Can I substitute a MOV operation with an OR operation?

330 Views Asked by At

First of all, I'd like to say that I'm new to ASM and if this is a stupid question please excuse it.

I read in Agner Fog's microarchitecture manual about partial register stalls (this seems a little bit advanced, but I was curious why 32-bit instructions in 64-bit mode zero the top half of the register). Example 6.13 gives a solution for how to avoid a register stall. I am a bit confused about this still, why was an OR operation not used instead of the MOV, like such:

xor eax, eax
mov al, byte [mem8]
; or  al, byte [mem8] ; why not this?

I think the effect is the same. Do they both take the same amount of cycles per second? Is one more efficient than the other? Is there something "under the hood" that would make me prefer one over the other?

1

There are 1 best solutions below

1
On

Partial register access in 64-bit mode

In 64-bit mode, the following rules apply when accessing registers with less than 64-bit:

  • If a 32-bit register is accessed, the upper 32 bits of the associated 64-bit register are cleared
  • If a 16- or 8-bit register is accessed, the upper 48 or 56 bits of the associated 64-bit register remain.

If only an 8-bit register is accessed, the old value of the associated 64-bit register must first be obtained, the 8-bit sub-register changed and then the new value saved.

Example 6.13 from Agner Fog's microarchitecture manual is not related to this, it is only an alternative to movzx, because this instruction is slow on older pentium processors.

mov or or?

The two lines

31 C0                   xor eax, eax
8A 05 ## ## ## ##       mov al, byte [mem8]

(opcodes on the left) are probably faster than if you replaced the second line with

0A 05 ## ## ## ##       or  al, byte [mem8]

since there is a depency to the previous line: Only when xor eax, eax has been calculated the new value in eax can be passed on to or.
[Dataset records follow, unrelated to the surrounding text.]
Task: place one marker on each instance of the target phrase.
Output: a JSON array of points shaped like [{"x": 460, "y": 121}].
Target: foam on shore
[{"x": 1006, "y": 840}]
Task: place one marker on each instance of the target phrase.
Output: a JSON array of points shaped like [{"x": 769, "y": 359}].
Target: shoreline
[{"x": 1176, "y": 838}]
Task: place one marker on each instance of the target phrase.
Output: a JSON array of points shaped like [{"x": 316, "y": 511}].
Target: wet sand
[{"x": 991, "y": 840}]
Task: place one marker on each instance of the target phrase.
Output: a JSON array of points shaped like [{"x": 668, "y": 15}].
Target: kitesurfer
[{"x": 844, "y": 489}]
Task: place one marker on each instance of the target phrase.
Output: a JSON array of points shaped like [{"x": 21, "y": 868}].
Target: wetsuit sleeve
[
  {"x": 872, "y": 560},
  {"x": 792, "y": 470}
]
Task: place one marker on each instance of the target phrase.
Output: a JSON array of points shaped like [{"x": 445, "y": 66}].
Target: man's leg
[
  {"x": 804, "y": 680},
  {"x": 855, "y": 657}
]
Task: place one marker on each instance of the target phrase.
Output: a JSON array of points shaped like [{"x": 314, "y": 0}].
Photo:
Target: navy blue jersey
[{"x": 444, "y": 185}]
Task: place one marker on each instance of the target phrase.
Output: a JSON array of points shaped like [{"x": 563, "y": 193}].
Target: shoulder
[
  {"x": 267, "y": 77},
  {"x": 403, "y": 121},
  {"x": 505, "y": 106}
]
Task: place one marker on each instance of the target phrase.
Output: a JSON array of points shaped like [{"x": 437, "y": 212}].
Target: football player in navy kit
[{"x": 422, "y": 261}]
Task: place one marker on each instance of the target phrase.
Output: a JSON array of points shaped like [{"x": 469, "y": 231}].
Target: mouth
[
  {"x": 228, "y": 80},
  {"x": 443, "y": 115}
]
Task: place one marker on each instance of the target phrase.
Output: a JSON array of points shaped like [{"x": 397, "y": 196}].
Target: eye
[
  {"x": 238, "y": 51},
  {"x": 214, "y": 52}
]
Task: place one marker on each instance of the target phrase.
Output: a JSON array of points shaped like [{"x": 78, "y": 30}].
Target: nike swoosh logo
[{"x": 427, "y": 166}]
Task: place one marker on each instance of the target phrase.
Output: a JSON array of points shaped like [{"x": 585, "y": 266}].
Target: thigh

In addition, just as with the variant with mov, there may be a slowdown because only a partial register is accessed. Instead, I would suggest replacing these two lines with

0F B6 05 ## ## ## ##    movzx eax, byte [mem8]

This is one byte shorter than the previous approach and also just a single instruction that accesses a full 32-bit register. As Agner Fog said

The easiest way to avoid partial register stalls is to always use full registers and use MOVZX or MOVSX when reading from smaller memory operands.